Die von den Prüfern ermittelten geschätzten Fehlerquoten sind bei Ausgaben, die der geteilten Mittelverwaltung mit den Mitgliedstaaten unterliegen (4,0 %), und bei direkt von der Kommission verwalteten Ausgaben (3,9 %) weiterhin nahezu identisch.
Laut Bericht wirkt sich besonders stark auf die Fehlerquote bei den Ausgaben aus, dass die verschiedenen Förderregelungen unterschiedliche Risikomuster haben: zum einen Erstattungsregelungen - hier erstattet die EU auf der Grundlage von Meldungen der Begünstigten förderfähige Kosten - und zum anderen auf Zahlungsansprüchen basierende Regelungen - hier werden Zahlungen bei Erfüllung bestimmter Bedingungen geleistet. Bei der Erstattung von Kosten ist die Fehlerquote viel höher (5,2 %) als bei Ausgaben, die auf Zahlungsansprüchen basieren (1,9 %).

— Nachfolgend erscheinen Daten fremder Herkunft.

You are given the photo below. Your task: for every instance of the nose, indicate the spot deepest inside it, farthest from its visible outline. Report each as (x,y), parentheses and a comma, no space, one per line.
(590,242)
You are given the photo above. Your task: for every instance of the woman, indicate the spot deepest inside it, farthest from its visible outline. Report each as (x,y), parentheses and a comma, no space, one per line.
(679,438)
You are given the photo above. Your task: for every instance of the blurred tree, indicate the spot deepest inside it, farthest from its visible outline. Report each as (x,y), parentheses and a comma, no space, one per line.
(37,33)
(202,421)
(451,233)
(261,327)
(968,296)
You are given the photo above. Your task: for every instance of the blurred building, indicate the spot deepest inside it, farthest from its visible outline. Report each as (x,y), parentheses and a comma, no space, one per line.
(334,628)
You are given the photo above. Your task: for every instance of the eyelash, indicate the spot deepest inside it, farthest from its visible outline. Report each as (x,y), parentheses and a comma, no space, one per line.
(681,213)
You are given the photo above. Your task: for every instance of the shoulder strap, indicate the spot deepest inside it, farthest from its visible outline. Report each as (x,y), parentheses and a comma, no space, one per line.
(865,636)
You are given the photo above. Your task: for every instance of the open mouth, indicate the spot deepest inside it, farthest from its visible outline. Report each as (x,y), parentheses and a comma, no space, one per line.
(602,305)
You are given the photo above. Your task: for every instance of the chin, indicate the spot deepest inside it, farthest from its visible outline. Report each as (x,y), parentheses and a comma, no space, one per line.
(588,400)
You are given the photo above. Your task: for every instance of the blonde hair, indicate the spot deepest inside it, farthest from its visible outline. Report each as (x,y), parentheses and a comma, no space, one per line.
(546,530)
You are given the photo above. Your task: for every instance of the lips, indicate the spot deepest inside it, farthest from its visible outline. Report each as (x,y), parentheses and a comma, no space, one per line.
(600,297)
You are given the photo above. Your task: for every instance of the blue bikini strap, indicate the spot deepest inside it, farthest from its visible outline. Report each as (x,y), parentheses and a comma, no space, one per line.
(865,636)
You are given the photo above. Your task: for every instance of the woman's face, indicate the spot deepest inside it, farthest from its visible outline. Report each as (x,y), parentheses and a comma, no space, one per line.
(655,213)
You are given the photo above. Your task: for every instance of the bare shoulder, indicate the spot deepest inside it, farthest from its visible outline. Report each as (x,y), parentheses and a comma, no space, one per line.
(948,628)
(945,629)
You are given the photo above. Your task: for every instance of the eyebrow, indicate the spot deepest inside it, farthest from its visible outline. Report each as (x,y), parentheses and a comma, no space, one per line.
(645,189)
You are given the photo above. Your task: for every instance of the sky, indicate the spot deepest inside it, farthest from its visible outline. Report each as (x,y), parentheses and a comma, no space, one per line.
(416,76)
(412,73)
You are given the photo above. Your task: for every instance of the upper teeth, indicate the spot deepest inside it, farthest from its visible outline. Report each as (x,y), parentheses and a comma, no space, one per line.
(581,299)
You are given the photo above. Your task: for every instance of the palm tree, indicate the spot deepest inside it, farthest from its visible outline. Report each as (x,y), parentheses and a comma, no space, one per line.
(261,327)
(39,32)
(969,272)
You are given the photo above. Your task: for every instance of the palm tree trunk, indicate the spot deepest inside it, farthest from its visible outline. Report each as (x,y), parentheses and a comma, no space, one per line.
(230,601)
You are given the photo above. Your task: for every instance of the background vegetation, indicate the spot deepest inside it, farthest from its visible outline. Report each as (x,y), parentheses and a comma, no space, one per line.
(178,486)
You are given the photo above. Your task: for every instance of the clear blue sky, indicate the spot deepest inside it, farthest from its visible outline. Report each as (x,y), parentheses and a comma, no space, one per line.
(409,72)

Korrekturmaßnahmen durch die Behörden in den Mitgliedstaaten und die Kommission wirkten sich positiv auf die geschätzte Fehlerquote aus, so die Prüfer. Die Kommission hat zwar Maßnahmen getroffen, um ihre Bewertung des Risikos und der Auswirkungen der Korrekturmaßnahmen zu verbessern, doch besteht hier weiterhin Verbesserungsbedarf. Zahlreiche Fehler hätten verhindert bzw. aufgedeckt und berichtigt werden können, bevor die entsprechenden Zahlungen geleistet wurden.
Überdies unterscheidet sich der Umfang der formalen Folgemaßnahmen, die in den einzelnen Mitgliedstaaten ergriffen werden, erheblich voneinander, obwohl den Mitgliedstaaten unsere Empfehlungen im Allgemeinen hinlänglich bekannt sind. Daher finden die Prüfer nur wenige Anhaltspunkte für Änderungen der nationalen Politik und Praxis.